# 1. Bagging

In [562]:
from sklearn.tree import DecisionTreeClassifier
from sklearn.metrics import accuracy_score, r2_score, mean_squared_error
from sklearn.model_selection import train_test_split
from sklearn.preprocessing import OneHotEncoder, OrdinalEncoder
from scipy import stats

import pandas as pd
import numpy as np

class BaggingDecisionTree:
    def __init__(self, n_estimators=10, max_depth=3):
        self.n_estimators = n_estimators
        self.max_depth = max_depth
        self.estimators = []
        for i in range(n_estimators):
            learner = DecisionTreeClassifier(max_depth=self.max_depth, random_state=42)
            self.estimators.append(learner)

    def train(self, X_train, y_train):
        for learner in self.estimators:
            if self.n_estimators > 1:
                inds = np.random.randint(0,len(X_train), size=300+int(len(X_train)/self.n_estimators))
                X_train_sub = X_train[inds,:]
                y_train_sub = y_train[inds]
                #print(f'ind_1={inds[0]}')
                learner.fit(X_train_sub, y_train_sub)
            else:
                #print('Fitting single learning to entire training data')
                learner.fit(X_train, y_train)
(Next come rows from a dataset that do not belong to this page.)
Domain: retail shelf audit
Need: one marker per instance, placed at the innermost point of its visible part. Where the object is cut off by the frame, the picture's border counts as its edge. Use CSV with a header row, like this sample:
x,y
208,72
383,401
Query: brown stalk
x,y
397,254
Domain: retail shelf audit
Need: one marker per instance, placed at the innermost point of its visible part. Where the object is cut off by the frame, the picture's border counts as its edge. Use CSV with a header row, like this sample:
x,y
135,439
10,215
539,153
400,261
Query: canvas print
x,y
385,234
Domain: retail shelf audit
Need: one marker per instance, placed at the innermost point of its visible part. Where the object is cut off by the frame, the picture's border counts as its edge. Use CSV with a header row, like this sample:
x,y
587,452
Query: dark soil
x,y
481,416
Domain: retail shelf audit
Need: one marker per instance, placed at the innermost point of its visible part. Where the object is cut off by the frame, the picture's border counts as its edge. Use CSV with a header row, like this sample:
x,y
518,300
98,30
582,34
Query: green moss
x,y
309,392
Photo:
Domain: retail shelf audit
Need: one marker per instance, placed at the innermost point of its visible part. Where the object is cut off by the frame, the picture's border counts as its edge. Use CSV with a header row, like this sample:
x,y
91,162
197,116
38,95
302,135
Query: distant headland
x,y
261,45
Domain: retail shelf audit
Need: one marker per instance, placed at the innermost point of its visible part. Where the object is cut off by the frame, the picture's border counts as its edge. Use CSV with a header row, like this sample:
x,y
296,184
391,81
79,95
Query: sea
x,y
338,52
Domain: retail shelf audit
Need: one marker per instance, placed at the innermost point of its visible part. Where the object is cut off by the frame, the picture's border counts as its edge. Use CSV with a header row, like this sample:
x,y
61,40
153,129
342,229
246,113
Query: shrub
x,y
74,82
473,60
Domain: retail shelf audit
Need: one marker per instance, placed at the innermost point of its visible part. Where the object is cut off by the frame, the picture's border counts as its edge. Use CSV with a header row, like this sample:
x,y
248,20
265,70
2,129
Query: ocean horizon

    def predict(self, X_test):
        results = []
        for i,learner in enumerate(self.estimators):
            res = learner.predict(X_test)
            results.append(res)
        
        results = np.array(results)
        results_df = pd.DataFrame(results.T)
        results_df.to_csv('weak_learner_results.csv', index=False)
        return np.round(np.mean(results,axis=0))


In [563]:
# Load dataset
cars = pd.read_csv("car_evaluation.csv")
#print(cars.describe())

# Work on non-numeric data points
cars['number of doors'] = cars['number of doors'].replace('5more', '5')
cars['number of doors'] = cars['number of doors'].astype('float')
cars['number of persons'] = cars['number of persons'].replace('more', '5')
cars['number of persons'] = cars['number of persons'].astype('float')
#print(f'cars.shape={cars.shape}')
#print(cars['buying price'].unique())
#print(cars['maintenance cost'].unique())
#print(cars['lug_boot'].unique())
#print(cars['safety'].unique())
#print(cars['decision'].unique())
#print(cars.head())

# use encoding on categorical features
enc1 = OrdinalEncoder(categories=[['vhigh', 'high', 'med', 'low']])
enc2 = OrdinalEncoder(categories=[['big', 'med', 'small']])
enc3 = OrdinalEncoder(categories=[['vgood', 'good', 'acc', 'unacc']])
cars['bp_enc'] = enc1.fit_transform(cars[['buying price']])
cars['mc_enc'] = enc1.fit_transform(cars[['maintenance cost']])
cars['lb_enc'] = enc2.fit_transform(cars[['lug_boot']])
cars['sf_enc'] = enc1.fit_transform(cars[['safety']])
cars['dec_enc'] = enc3.fit_transform(cars[['decision']])
cars = cars.drop(['buying price', 'maintenance cost', 'lug_boot', 'safety', 'decision'], axis=1)
cars = cars.reset_index(drop=True)
#print(cars.head())
#print(cars.describe())
cars = cars.to_numpy()


In [564]:
## Train and test the decision trees

#print(cars.describe())
np.random.seed = 42
X = cars[:,:6]
#print(f'{X.shape}, {np.unique(X[:,0])}, {np.unique(X[:,1])}, {np.unique(X[:,2])}, {np.unique(X[:,3])}, {np.unique(X[:,4])}, {np.unique(X[:,5])}')
y = cars[:,6]
#print(f'{y.shape}, {np.unique(y)}')
X_train, X_test, y_train, y_test = train_test_split(X, y, test_size=0.2, train_size=0.8, stratify=y, random_state=42)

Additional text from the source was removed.